Rapid temporal recalibration occurs crossmodally without stimulus specificity but is absent unimodally.

Brain Res

School of Psychology, Brennan MacCallum Building (A18), The University of Sydney, Sydney, NSW 2006, Australia. Electronic address:

Published: October 2014

Crossmodal integration of sensory signals can improve perception and behavior but requires the signals to occur close in time. Differences in propagation and processing speeds make this difficult. Temporal recalibration is a useful 're-alignment' process by which the point of subjective synchrony is temporally realigned towards an adapted asynchrony. A recent study by Van der Burg et al. (2013).

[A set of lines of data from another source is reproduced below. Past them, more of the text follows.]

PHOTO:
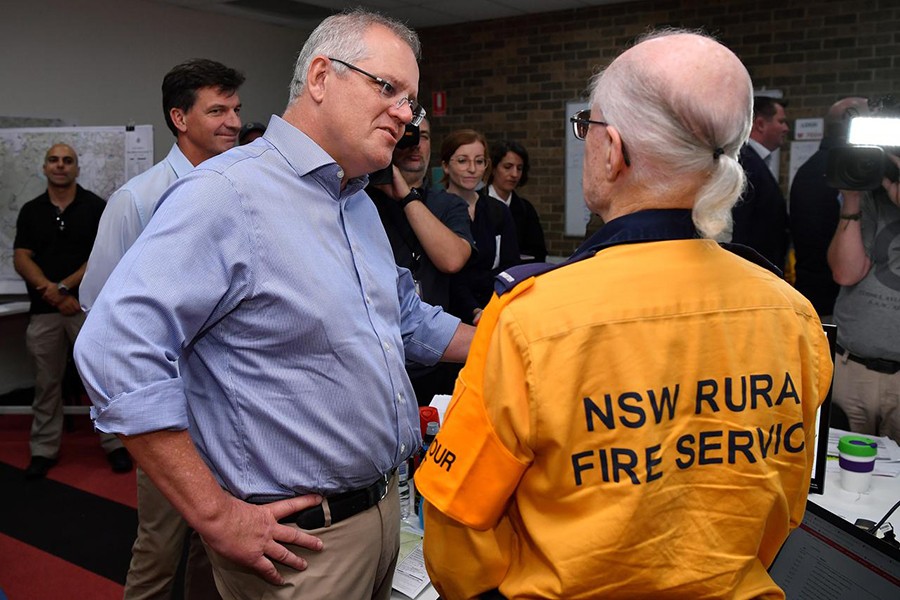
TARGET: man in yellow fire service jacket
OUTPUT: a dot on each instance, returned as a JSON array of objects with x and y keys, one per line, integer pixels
[{"x": 640, "y": 422}]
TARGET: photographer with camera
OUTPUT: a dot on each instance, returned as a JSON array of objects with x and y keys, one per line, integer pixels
[
  {"x": 815, "y": 211},
  {"x": 429, "y": 232},
  {"x": 865, "y": 261}
]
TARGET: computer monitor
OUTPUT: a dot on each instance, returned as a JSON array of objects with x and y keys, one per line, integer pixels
[
  {"x": 817, "y": 481},
  {"x": 828, "y": 558}
]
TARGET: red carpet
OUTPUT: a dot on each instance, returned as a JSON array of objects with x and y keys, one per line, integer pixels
[
  {"x": 68, "y": 536},
  {"x": 82, "y": 463},
  {"x": 27, "y": 573}
]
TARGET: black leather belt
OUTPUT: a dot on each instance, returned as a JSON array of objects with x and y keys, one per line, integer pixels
[
  {"x": 879, "y": 365},
  {"x": 342, "y": 506}
]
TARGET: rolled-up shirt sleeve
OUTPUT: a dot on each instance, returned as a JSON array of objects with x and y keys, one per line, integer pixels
[
  {"x": 191, "y": 267},
  {"x": 426, "y": 329}
]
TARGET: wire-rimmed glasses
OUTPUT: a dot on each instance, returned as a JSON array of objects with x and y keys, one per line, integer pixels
[
  {"x": 581, "y": 122},
  {"x": 388, "y": 90}
]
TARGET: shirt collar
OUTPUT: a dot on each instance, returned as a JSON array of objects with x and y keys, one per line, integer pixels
[
  {"x": 644, "y": 226},
  {"x": 180, "y": 164},
  {"x": 759, "y": 148}
]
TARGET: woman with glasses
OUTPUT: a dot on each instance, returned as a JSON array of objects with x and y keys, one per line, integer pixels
[
  {"x": 509, "y": 170},
  {"x": 464, "y": 158}
]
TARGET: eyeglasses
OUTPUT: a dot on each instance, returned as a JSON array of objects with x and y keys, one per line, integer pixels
[
  {"x": 465, "y": 161},
  {"x": 581, "y": 122},
  {"x": 390, "y": 92},
  {"x": 59, "y": 219}
]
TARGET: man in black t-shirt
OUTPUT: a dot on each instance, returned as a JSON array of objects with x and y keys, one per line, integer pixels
[{"x": 54, "y": 236}]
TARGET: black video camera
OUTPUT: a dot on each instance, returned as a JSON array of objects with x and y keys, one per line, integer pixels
[
  {"x": 864, "y": 162},
  {"x": 385, "y": 176}
]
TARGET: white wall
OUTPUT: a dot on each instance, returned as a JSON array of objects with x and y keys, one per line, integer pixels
[{"x": 101, "y": 62}]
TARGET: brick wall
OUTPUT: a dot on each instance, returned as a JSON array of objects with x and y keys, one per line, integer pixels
[{"x": 512, "y": 77}]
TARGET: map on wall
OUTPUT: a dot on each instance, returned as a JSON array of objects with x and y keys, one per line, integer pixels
[{"x": 108, "y": 157}]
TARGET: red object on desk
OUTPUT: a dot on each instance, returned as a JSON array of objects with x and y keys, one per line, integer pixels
[{"x": 428, "y": 414}]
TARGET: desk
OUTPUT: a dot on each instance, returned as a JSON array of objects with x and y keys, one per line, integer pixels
[{"x": 873, "y": 505}]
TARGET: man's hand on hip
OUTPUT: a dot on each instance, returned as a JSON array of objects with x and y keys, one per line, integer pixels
[{"x": 250, "y": 535}]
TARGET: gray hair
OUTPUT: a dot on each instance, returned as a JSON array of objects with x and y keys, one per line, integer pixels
[
  {"x": 342, "y": 36},
  {"x": 673, "y": 135}
]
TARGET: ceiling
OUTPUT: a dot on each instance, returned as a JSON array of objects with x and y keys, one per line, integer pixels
[{"x": 306, "y": 14}]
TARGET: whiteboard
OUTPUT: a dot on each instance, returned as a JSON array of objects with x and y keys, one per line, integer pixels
[
  {"x": 107, "y": 157},
  {"x": 577, "y": 213}
]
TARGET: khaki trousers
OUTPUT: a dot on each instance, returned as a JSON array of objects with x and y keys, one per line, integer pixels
[
  {"x": 870, "y": 399},
  {"x": 356, "y": 563},
  {"x": 48, "y": 339},
  {"x": 158, "y": 549}
]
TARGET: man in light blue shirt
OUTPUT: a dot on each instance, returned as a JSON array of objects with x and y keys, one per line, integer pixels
[
  {"x": 202, "y": 109},
  {"x": 250, "y": 348}
]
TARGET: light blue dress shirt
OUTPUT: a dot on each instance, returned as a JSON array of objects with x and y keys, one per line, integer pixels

J. Neurosci. 33, 14633-14637 showed temporal recalibration can occur rapidly following a single exposure to a brief audiovisual asynchrony. Using a similar procedure, this study confirms their rapid recalibration effect and shows that it occurs even when the single exposure differs in its auditory and visual features from the test stimulus. Using the same procedure in a unimodal context showed that rapid recalibration does not occur in audition following exposure to asynchronous tones of different frequencies, nor in vision following asynchronous lines differing in colour and orientation. This pattern of results suggests that rapid recalibration is in essence an inter-sensory temporal process. It serves to realign asynchronies between modalities with no selectivity for feature identity and does not operate within modalities.